Incandescent light bulbs consume a vast amount of energy. A typical 60-watt incandescent bulb costs more than three times as much per year to run as a similar LED bulb. Considering that eighteen percent of all the energy we use in this country is consumed by light bulbs, we have a lot of room for improvement in this area.
What lights should you buy to replace your old incandescent bulbs? There are three other options readily available on store shelves now: halogens, CFLs, and LEDs.
Halogen lights are a better option than incandescents, but not by much. CFL and LED lights have huge advantages over both of these in energy efficiency and long-term costs.
Many consumers have already made the switch from incandescents to the more energy-efficient CFLs, though many still shy away from LEDs because of their higher price tag.
However, LEDs are making a huge leap in the marketplace as their prices continue to fall. They are brighter, more energy efficient, and have a much longer lifespan than CFL bulbs.
According to the National Resources Defense Council, LED lights use the least amount of energy per year and have a lifespan well beyond other lighting options.
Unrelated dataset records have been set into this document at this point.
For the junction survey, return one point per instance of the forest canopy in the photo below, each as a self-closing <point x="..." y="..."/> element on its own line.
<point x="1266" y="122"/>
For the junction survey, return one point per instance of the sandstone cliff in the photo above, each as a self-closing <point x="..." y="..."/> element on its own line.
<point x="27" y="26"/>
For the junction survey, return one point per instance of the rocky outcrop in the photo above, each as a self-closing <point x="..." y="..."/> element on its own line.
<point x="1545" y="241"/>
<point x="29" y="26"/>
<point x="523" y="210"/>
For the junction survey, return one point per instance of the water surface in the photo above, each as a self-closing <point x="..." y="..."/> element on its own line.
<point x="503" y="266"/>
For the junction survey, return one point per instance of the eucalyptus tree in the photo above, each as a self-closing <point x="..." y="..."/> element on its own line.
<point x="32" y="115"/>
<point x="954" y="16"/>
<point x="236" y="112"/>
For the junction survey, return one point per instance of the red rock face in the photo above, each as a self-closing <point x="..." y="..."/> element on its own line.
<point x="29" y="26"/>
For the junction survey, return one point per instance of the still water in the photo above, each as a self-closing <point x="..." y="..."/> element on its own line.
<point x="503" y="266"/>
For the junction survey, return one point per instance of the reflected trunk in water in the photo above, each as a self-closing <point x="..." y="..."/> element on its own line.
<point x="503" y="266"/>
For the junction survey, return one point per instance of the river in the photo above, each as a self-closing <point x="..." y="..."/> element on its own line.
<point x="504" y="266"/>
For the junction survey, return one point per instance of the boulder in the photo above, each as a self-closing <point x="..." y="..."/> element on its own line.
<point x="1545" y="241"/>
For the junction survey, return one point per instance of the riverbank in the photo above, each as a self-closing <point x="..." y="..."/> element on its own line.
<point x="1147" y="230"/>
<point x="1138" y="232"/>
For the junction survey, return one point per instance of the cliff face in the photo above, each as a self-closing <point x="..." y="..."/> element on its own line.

Every year, Sylvania conducts their Socket Survey, a nationwide measure of public attitudes about energy-efficient lighting and awareness about the phase-out of incandescent bulbs. In 2013, only 4 in 10 Americans were aware that 40W and 60W incandescent bulbs would be phased out by January of this year. Only about 24% of respondents planned to switch to LED bulbs, while 46% planned on switching to CFLs.
Sylvania published this handy infographic showing the survey results, along with comparisons of the lighting options available to consumers. They also report that LED bulbs have the highest upfront cost, but are by far the longest lasting and most cost efficient option over time and that they reduce energy consumption up to 80%.
A recent study by Consumer Reports agrees that LED bulbs have many advantages over other options.
- save money in electrical costs and bulb replacement costs
- can last for decades – more than twice as long as CFLs
- light up instantly, where CFLs can take up to 30 seconds to reach full brightness
- can be dimmable
After testing over 750 CFL and LED bulbs, Consumer Reports found that LED bulbs outperformed CFLs in all areas – warm up time, light distribution, brightness, color temperature, and how long the bulbs last.
Whether you are on the grid paying a utility company or off the grid and powered by solar energy, consider replacing your current bulbs with LEDs if you haven’t already. You’ll save a lot of money and energy over time and help reduce the pollution and waste associated with the manufacturing and disposal of other types of bulbs.